Firstly, there IS life after a divorce.
We meet people all the time who are at the beginning or middle of divorce, and they cannot see the end of the process. It seems overwhelming and endless. That drags people down. We promise you that the only way out is through – press on through the process and gradually your small progresses will pay off. You will get through this.
Count the cost.
You will have spent money – sometimes too much money. You need to reassess your finances. Post divorce is often a time when people realise they never really looked after their own money before. Why don’t you take control? Try zero based budgeting (where all your money is given a job each month until it is all accounted for) or making an appointment with an Independent Financial Advisor, or finally starting up that pension you meant to get round to.

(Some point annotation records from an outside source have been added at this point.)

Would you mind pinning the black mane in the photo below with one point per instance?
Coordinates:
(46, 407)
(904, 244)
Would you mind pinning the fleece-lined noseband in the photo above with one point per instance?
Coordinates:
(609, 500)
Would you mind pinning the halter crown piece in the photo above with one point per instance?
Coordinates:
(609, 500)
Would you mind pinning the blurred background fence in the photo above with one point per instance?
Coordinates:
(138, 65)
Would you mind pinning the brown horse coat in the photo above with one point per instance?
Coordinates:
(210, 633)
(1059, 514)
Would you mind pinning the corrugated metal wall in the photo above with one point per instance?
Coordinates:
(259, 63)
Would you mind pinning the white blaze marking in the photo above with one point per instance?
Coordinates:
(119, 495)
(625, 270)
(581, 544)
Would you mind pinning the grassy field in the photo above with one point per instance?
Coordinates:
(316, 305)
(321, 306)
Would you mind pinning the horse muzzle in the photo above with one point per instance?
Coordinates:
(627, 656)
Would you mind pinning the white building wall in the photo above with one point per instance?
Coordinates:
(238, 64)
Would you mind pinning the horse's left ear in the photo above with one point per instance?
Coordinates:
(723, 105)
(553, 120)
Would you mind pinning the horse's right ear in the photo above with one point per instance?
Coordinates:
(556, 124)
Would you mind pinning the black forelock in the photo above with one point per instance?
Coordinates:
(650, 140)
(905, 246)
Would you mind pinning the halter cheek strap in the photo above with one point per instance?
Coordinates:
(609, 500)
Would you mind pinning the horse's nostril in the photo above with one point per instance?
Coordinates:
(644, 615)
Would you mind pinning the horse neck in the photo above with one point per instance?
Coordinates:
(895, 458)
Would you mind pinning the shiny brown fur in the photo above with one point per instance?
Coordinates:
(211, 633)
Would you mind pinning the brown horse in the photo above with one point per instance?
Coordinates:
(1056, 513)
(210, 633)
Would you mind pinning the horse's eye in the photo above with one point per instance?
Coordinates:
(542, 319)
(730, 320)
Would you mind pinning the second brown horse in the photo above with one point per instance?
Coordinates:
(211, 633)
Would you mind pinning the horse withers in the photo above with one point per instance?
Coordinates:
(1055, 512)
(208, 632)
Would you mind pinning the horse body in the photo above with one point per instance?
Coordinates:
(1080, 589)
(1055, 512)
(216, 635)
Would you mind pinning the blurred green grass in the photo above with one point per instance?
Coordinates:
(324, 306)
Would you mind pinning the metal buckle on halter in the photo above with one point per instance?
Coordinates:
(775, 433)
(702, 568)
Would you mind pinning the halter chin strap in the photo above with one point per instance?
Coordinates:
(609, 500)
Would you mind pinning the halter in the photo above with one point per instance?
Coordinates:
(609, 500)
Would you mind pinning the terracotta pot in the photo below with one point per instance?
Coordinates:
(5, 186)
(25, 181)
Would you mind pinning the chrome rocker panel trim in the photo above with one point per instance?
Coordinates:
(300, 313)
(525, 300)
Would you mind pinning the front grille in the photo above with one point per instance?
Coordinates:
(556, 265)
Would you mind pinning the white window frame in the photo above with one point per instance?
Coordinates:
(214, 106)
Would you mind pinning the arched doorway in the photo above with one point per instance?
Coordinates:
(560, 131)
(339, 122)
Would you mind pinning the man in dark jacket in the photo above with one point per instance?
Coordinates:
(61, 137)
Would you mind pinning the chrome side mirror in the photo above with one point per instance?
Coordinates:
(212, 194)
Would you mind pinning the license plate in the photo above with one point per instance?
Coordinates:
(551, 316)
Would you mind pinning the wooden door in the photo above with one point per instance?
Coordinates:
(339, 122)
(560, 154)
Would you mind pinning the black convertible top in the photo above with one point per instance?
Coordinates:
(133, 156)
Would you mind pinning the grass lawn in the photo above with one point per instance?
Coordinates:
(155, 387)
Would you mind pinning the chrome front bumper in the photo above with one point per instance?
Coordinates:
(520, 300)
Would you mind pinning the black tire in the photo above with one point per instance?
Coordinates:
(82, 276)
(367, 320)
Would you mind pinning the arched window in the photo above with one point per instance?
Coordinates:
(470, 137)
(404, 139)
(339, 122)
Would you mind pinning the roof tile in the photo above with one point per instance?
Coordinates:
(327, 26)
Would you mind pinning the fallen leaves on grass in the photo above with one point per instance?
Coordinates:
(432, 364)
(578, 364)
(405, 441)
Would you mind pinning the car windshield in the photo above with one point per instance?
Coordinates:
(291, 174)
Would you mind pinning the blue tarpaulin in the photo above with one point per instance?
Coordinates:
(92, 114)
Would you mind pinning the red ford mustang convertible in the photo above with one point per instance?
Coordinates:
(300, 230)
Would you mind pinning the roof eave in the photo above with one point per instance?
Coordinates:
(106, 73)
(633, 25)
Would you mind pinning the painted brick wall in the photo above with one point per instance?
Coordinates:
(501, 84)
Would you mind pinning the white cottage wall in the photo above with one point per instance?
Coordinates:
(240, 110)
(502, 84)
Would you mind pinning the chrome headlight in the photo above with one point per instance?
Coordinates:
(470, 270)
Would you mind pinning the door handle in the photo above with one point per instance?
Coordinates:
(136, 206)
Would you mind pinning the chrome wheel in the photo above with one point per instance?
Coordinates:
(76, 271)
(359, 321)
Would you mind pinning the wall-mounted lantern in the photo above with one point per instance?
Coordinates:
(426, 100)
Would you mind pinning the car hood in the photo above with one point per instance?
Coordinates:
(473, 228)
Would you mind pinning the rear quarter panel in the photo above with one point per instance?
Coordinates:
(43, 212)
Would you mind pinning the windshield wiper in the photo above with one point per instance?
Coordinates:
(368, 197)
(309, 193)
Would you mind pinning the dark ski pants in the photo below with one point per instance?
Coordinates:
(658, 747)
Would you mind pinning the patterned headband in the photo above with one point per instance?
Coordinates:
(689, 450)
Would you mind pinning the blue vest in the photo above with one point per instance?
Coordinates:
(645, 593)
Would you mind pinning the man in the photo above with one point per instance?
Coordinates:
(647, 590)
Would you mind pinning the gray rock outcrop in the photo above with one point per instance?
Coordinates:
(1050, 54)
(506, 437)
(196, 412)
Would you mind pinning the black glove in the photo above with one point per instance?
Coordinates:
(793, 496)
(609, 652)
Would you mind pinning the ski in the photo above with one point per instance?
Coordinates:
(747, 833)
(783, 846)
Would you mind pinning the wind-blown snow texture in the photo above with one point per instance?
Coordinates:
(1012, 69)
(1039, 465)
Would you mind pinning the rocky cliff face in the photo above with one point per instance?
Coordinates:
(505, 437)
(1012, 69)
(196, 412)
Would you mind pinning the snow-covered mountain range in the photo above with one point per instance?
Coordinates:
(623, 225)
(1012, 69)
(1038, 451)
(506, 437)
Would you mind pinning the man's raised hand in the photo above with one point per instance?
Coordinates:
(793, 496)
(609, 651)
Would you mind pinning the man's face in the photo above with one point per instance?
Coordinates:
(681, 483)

You will get your mojo back.
So take the opportunity to try new things. Use the energy released from all the lawyer stuff, to get your new career off the ground, or invest in you, or turn your business around.
Use your time wisely.
If you have a child arrangement that means you get some time off from parenting – use it wisely! Don’t mope. Use the time to do things. Study. Turn out. Go out. Organise money. Do a side hustle.
Pay it forward.
For some people, they want to pay it forward. So take that new knowledge about strategy in divorce, and help someone else.
Start looking after yourself.
You need to be a whole person, before you are fit to be with someone else. Learn to cook, keep your house, organise your own social calendar. Maybe try some therapy. Find out about yourself – what is making you tick and what just happened in your previous relationship…? Therapy without pressure to “fix ” something is more likely to bear fruit.
Don’t rush into a new relationship.
You are likely to be vulnerable for some time. Do not rush into anything with someone. The more vulnerable you are the more you have a big sign above your head saying ” I have a bit of money- pick me”. Be careful.
Protect your assets.
If you have a settlement worth something, then remember you can protect it with a prenuptial agreement or a deed of trust. Get advice before signing on the dotted line… and watch out for a remortgage, where your money is the deposit, but you both end up on the house title as 50/50 owners.
Don’t look back.
You may be in a different place from your ex. If they are still angry, and you have moved on – you cannot change that. If you are still fuming, don’t expect them to be in the same place as you. Do we need to say NOT to end up as a booty call for old times’ sake??…
Here’s a few recommends to read or look at:
- Total Money Makeover
- You need a budget
- Parenting plan
- New courses
- Domestic abuse programme
- Difficult exes
- Campaign against living miserably
Remember the “Five years from now You” will thank the “You Right Now” if you take some time to plan a little and invest in yourself and your life. Get living it!